The peak of such astonishment comes from Takahiro Kawaguchi and his excellent track entitled "White Out". I won't go into too much detail, but I will say that many will be hard pressed to figure out what-in-the-world is going on in the course of its duration.
And with a sharp "BEEP-BEEP", we hear the beginning of a track by Asuna of an air conditioner from two different vantage points. In the right channel he captures, what his notes refer to as, the "air condition of air conditioner"; and in the left channel he captures the "solids condition of air conditioner". Perhaps two different kinds of microphones were set up on the same air conditioner and then recorded at the same time? If so, it's a nice concept and one that needs to be explored more often in the realm of field recording work. It indeed sounds like a contact microphone was used for one channel, while a regular microphone was used for the other. The highlight of this piece is at the end when the unit suddenly stops with a short "BEEP" and then we hear its long final breath trailing out of hearing range, and just when you think the track already ended, you hear a sudden "CLICK". But maybe this takes an esoteric sound geek like myself to appreciate this...
Next comes a playfully serendipitous capture by "howling voice" chanteuse Ami Yoshida.
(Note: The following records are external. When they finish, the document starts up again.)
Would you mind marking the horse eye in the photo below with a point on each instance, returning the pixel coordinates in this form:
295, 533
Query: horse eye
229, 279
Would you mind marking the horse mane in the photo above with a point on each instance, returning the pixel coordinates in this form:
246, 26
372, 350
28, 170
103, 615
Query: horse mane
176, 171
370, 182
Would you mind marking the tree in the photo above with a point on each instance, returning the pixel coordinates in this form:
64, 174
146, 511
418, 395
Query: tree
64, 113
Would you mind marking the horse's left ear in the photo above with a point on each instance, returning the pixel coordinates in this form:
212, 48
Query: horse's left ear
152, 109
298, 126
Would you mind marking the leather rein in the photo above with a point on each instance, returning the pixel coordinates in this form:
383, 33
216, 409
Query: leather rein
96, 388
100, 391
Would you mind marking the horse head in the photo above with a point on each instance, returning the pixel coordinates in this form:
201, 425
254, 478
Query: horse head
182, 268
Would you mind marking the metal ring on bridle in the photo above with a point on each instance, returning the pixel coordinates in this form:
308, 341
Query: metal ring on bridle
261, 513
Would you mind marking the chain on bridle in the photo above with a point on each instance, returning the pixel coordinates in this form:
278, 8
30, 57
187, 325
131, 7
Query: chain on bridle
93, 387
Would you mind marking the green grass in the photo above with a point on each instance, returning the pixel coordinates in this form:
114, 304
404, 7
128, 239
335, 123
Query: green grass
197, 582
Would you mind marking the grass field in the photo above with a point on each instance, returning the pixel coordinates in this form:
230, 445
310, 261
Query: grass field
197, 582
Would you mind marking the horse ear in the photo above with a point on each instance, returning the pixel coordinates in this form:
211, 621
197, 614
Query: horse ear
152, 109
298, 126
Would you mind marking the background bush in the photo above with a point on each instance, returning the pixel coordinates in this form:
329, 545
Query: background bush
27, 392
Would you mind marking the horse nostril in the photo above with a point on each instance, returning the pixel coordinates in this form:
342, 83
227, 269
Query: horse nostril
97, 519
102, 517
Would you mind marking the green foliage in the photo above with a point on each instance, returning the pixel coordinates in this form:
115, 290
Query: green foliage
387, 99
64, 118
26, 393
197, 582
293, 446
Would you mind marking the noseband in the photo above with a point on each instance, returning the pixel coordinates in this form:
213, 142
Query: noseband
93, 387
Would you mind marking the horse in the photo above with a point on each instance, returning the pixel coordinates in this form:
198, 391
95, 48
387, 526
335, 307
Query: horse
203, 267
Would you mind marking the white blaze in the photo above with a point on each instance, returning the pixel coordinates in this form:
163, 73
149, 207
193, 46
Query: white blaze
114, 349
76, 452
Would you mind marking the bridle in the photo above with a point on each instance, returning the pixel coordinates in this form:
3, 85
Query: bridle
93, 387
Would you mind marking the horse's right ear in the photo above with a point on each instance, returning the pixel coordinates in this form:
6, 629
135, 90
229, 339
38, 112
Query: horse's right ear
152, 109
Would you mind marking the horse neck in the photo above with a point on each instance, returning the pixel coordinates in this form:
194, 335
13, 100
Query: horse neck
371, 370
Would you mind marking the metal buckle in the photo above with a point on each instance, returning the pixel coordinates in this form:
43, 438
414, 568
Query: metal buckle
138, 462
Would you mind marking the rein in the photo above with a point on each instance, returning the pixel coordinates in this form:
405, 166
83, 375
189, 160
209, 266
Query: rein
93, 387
Here we have what sounds like distant childlike melodies being broadcast into an empty train station or shopping mall from some kind of retail display or video game, and unintentionally playing in sync with the various sounds in the immediate vicinity.
And not to be forgotten, the second track by Yasuo Totsuka entitled "La Grande Illusion" lovingly frames a day-to-day moment with Ozu-like attentiveness with what might be a radio playing standard romantic period chamber music at a place of employment like a restaurant kitchen.
Perhaps I've given too much away, but it's certainly a release for dedicated sound geek collectors, and maybe some of the less dedicated might appreciate a release like this as well.